QWhat was the weekly growth rate of the on-chain value of RWA assets, and what was the total value reached by January 13, 2026?

AThe on-chain value of RWA assets grew by 6.23% week-over-week, reaching a total of $20.81 billion by January 13, 2026.

QWhich RWA asset class saw the most significant percentage increase in value, and what was the growth amount and rate?

APrivate credit saw the most significant increase, growing by $900 million for a 39% gain, reaching a total of $3.2 billion.

QWhat key regulatory development is mentioned concerning stablecoin rewards in the GENIUS Act, and what are the proposed adjustments?

AThe latest crypto market structure draft proposes to ban paying interest solely for holding stablecoin balances. Proposed adjustments include limiting rewards to transaction-related actions or restricting the provision of stablecoin yields to institutions holding only a U.S. OCC bank charter.

QAccording to the article, what was the total stablecoin volume in 2025 and which two stablecoins dominated this activity?

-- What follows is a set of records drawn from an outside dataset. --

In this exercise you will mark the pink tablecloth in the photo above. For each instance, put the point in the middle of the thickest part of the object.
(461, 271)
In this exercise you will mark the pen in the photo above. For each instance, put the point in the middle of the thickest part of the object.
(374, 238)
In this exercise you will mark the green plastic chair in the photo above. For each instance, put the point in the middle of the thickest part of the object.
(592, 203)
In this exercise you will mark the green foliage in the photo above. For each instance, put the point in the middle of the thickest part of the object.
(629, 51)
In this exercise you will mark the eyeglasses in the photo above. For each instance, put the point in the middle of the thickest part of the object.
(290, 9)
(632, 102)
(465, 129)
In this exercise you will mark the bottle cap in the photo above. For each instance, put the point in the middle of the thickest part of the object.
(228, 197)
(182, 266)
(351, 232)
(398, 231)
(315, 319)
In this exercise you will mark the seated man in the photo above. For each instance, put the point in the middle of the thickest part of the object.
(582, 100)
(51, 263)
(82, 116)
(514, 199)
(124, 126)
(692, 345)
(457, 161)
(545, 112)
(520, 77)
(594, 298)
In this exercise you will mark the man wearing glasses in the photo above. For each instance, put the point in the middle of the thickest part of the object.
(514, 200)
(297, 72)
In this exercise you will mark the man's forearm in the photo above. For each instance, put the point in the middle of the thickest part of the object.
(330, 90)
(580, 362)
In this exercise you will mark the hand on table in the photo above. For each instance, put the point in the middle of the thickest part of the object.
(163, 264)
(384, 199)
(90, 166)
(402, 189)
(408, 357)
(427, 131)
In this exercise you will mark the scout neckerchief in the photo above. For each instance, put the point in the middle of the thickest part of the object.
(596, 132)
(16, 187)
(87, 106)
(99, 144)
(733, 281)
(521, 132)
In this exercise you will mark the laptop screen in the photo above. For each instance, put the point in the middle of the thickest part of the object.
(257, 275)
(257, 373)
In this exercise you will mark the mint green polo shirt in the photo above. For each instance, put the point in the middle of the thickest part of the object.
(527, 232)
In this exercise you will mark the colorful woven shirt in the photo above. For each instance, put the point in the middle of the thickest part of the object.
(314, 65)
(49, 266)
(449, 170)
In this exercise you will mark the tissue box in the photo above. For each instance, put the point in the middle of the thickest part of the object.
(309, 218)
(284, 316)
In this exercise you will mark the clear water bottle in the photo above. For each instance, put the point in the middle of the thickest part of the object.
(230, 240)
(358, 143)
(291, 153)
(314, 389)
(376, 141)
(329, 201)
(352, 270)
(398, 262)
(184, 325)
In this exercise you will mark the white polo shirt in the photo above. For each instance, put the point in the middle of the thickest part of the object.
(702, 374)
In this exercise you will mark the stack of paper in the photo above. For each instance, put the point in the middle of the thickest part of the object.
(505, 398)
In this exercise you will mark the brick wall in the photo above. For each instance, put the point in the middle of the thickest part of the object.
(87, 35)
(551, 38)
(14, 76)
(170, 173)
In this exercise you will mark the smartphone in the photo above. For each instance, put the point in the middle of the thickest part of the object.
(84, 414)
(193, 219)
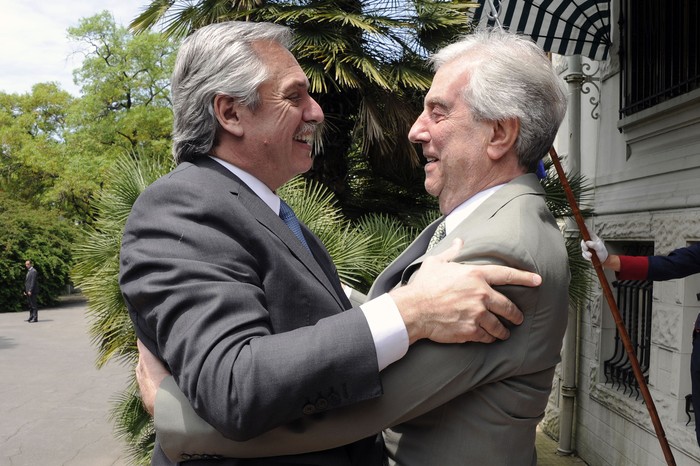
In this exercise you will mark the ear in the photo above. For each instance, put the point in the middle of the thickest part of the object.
(228, 114)
(503, 136)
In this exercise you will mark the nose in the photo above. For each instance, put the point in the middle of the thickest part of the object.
(314, 112)
(418, 132)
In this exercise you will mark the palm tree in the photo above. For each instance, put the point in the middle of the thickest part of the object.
(360, 251)
(365, 62)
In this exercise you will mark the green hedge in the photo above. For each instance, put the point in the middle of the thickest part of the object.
(37, 234)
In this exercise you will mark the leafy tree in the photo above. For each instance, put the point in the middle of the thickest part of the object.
(43, 237)
(365, 62)
(32, 152)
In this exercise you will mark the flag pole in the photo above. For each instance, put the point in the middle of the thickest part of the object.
(607, 291)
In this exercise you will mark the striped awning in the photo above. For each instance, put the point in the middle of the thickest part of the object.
(566, 27)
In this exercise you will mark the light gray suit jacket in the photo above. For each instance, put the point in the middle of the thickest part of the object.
(471, 404)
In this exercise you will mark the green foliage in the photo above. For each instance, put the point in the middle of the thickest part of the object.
(133, 424)
(37, 234)
(56, 150)
(366, 67)
(96, 257)
(359, 250)
(96, 271)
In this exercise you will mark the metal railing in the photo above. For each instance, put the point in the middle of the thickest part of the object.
(659, 52)
(634, 300)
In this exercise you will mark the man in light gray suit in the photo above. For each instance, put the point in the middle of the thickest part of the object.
(244, 305)
(492, 112)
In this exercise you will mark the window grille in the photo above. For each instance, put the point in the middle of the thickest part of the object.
(659, 52)
(634, 298)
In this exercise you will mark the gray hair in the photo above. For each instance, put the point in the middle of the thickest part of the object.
(216, 59)
(513, 79)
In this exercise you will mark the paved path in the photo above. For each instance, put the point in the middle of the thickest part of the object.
(54, 402)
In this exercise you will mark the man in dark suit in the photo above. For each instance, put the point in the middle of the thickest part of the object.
(484, 129)
(247, 312)
(31, 290)
(679, 263)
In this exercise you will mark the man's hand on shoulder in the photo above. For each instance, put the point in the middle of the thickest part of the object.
(150, 372)
(448, 302)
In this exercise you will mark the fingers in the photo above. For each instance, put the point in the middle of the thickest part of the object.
(501, 275)
(490, 329)
(504, 308)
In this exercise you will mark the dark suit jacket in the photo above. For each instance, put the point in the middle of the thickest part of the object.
(471, 404)
(30, 281)
(250, 324)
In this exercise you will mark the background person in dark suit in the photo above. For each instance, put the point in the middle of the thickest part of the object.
(679, 263)
(246, 315)
(31, 291)
(491, 114)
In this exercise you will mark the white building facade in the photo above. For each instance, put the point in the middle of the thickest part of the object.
(638, 128)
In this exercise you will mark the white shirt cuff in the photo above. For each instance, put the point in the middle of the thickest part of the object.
(388, 330)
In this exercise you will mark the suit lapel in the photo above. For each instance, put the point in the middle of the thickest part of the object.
(267, 218)
(392, 275)
(527, 184)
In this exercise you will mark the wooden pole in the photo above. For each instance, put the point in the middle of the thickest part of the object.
(607, 291)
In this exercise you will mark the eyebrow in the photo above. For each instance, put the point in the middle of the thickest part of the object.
(436, 102)
(296, 84)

AThe total stablecoin transaction volume in 2025 reached a record $33 trillion. USDC, issued by Circle, led with $18.3 trillion in volume, followed by Tether's USDT with $13.3 trillion.

QWhat major policy change did South Korea implement regarding corporate investment in cryptocurrencies?

ASouth Korea's Financial Services Commission lifted a nine-year ban, allowing listed companies and professional investors to invest up to 5% of their net assets annually in the top 20 cryptocurrencies by market cap on the country's five major exchanges.